I’m a fan of books that weave the political with the personal, books that explore spirituality, philosophy, history and literature. Of the most recent books I’ve immersed myself in, I’ve thoroughly enjoyed Viet Thanh Nguyen’s The Sympathizer, Rabih Alameddine’s An Unnecessary Woman and Alain de Botton’s On Love: A Novel.

Lucy’s story wasn’t as wild, or philosophical, or as political as I’m used to but her voice stayed with me for a few days after I finished. She wrote about reading a lot, something I discovered after looking at all the pages I marked and went back to. Just like me, she grew up in the company of books. And just like me, she dreamt of being a writer.

My teacher saw that I loved reading, and she gave me books, even grown-up books, and I read them. And then later in high school I still read books, when my one work was done, in the warm school. But the books brought me things. This is my point. They made me feel less alone. This is my point.
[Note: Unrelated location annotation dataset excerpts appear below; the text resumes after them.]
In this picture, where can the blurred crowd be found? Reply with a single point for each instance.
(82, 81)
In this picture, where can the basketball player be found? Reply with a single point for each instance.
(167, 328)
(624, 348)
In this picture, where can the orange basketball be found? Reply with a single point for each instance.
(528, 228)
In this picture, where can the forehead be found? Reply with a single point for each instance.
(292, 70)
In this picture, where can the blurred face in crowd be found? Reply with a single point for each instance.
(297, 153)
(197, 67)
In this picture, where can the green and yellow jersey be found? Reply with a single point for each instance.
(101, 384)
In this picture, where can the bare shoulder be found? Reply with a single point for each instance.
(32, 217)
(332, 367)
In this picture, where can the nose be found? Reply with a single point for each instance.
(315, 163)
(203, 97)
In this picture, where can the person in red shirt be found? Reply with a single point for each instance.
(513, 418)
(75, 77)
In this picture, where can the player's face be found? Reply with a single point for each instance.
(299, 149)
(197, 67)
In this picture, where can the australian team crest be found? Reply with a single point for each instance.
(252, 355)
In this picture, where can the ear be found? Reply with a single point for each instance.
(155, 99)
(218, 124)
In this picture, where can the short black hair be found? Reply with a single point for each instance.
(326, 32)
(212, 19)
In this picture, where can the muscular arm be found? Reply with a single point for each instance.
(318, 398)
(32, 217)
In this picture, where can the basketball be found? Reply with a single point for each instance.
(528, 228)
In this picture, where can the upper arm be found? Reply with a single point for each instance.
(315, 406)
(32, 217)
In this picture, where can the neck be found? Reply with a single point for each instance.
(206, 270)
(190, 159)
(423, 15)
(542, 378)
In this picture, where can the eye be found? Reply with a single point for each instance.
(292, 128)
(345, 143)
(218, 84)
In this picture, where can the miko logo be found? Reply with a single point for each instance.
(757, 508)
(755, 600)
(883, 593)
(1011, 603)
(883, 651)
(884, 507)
And I thought: I will write and people will not feel alone!

The stark simplicity and honesty of her voice struck me as genuine and whereas in other instances I would be uncomfortable, I was with her.

I say this because as a queer brown immigrant from the Philippines, it’s rare that I am able to find connections with those who enjoy (whether they are aware of it or not, whether they are complicit or not) privileges that have caused the oppression of others.